Caring for One Another, Making a Difference for Others
Like the doctors who cared for his father, Mike Salvino is passionate about moving the line. While helping his family through his father’s illness—including flying from his home in Charlotte, North Carolina, to Columbus weekly—he thought hard about the disease and how his family could make a difference. Already through their 5MPOWER® foundation and personally, Mike, Denise and their family regularly give to charitable causes in the Charlotte area, with a particular focus on bladder cancer research.
“When my dad became sick, I realized that, like bladder cancer, this is another cancer that people don’t know a lot about, and so not a lot of money is donated toward it— despite it being such an aggressive cancer,” he says.
During James Salvino’s final days, father and son talked about the importance of making a difference philanthropically.
“He really liked Dr. Puduvalli and Dr. Elder,” Mike Salvino says of his father. My dad was a big ‘people person’, and once he liked you, you were ‘in.’ He was very supportive of the idea of setting up a fund, and it was just classic my dad—he didn’t want the thing named after him. He wanted it to be named for his family.”
The Salvino family’s care for one another during this time did not go unnoticed by the OSUCCC – James team. “If there is one thing that really helps a patient besides surgery, chemotherapy and radiation,” says Elder, “it’s family support. The Salvinos exemplify what we like to see to maximize care. Mike, his mother Dawn, and sisters Chris, Theresa and Jennifer were all completely there for Mr. Salvino.”
And, says Salvino, the OSUCCC – James was there for his family. “There was not a time I ever thought we weren’t getting the best care. The empathy they showed to my mom was outstanding. There wasn’t a time they met with her that they didn’t give her a hug.”

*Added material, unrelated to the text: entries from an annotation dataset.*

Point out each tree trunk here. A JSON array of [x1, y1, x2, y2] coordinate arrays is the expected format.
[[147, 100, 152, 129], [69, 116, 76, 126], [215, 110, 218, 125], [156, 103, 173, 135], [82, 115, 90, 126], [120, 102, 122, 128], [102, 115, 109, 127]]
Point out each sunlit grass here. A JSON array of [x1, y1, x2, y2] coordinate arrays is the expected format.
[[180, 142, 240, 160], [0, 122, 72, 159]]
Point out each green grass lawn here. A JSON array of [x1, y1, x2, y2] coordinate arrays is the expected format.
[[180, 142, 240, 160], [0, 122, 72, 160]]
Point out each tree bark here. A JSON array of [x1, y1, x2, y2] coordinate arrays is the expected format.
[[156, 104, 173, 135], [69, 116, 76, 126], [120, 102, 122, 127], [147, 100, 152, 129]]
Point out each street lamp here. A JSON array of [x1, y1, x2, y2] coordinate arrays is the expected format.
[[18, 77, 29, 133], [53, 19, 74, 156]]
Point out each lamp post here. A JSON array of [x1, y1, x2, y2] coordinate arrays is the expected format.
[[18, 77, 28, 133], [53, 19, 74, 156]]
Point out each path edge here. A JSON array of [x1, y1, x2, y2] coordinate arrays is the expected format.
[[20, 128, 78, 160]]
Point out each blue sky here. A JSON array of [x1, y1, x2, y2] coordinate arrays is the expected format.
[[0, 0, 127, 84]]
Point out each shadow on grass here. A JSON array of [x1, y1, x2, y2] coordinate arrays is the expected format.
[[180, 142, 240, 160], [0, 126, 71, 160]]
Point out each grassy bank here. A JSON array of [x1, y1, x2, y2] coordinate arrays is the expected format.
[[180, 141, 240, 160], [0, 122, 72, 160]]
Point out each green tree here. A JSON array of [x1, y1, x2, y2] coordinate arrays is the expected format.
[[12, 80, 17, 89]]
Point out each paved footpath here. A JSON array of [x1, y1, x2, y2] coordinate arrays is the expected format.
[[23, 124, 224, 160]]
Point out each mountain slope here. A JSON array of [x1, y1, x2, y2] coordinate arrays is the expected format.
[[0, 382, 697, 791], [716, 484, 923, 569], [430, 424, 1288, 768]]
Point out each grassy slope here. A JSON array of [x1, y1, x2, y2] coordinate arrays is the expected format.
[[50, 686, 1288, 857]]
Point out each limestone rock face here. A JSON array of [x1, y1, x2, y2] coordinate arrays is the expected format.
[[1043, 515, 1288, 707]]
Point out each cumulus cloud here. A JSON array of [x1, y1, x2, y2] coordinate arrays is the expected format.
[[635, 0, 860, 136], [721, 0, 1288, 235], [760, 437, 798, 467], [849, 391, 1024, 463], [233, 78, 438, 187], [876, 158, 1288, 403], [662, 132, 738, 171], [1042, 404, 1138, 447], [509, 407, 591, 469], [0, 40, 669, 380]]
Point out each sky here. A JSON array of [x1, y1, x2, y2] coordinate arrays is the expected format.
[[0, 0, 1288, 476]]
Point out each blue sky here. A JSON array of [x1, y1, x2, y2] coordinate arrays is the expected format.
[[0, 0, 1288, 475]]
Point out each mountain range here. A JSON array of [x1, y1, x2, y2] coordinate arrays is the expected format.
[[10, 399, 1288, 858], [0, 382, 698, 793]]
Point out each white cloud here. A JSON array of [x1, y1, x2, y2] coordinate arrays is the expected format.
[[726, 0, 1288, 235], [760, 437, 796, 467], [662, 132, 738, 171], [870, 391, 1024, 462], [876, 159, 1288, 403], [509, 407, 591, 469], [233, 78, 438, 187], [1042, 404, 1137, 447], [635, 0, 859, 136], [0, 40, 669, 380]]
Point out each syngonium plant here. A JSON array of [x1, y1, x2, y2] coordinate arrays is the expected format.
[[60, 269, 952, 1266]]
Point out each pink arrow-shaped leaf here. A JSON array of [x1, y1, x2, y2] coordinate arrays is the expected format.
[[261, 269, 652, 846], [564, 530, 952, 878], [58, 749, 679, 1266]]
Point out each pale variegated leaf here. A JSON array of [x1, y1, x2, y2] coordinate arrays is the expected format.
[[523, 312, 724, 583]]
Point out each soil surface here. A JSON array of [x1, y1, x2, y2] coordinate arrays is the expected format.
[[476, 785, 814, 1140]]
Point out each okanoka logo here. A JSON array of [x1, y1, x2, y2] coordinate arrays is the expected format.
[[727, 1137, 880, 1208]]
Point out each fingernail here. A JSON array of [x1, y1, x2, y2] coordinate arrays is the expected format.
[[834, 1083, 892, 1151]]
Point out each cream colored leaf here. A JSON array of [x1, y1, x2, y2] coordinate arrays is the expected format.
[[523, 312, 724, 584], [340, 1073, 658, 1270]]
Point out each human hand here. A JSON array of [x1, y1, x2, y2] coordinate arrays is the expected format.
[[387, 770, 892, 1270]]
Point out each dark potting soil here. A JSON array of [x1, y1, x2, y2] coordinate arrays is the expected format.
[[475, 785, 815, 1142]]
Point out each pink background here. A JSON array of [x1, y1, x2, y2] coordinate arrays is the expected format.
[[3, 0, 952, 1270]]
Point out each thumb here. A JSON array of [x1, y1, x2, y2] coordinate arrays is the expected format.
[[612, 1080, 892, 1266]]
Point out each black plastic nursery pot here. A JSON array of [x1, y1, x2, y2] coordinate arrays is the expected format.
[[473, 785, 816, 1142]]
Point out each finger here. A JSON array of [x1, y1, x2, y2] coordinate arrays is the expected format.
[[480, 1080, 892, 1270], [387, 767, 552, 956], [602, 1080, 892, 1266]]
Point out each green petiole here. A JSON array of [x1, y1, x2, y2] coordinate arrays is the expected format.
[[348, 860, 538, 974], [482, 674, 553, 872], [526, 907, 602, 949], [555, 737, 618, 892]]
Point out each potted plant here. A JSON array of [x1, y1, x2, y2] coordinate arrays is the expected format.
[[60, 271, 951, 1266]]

Accenture Augments the Impact
On its own, the $100,000 gift from the Salvino family would make a significant difference to brain cancer research at Ohio State. But thanks to a robust matching gift program at Accenture— a more than 323,000-employee strong organization that is one of the world’s leading companies, providing management consulting, technology and outsourcing services—the fund will have twice the impact.
At Accenture, corporate citizenship is central to the company’s core values and vision to improve the way the world works and lives. Employees at Accenture bring the same passion to community service that they do to client service, and the company has a goal to equip more than 3 million people around the globe with the skills to get a job or build a business, through its Skills to Succeed initiative.
“The people we hire generally enjoy giving back, so anything we can do to accelerate and empower them in that effort is a good thing,” says Brad Borders, the company’s liaison to The Ohio State University, which is one of Accenture’s top universities for recruiting its future workforce.
“We are very proud of this gift,” Borders says. “The company giving to brain cancer research is one of those things that makes you proud you work for Accenture, and we want it to have the biggest impact possible.”
Salvino and Accenture hope the fund will grow to $1 million through contributions from those who care about advancing brain cancer research. Gifts to the fund can be made by visiting http://go.osu.edu/salvino.
“I’m not a doctor, but I can help others to come up with a solution,” says Mike Salvino. “We can all help.”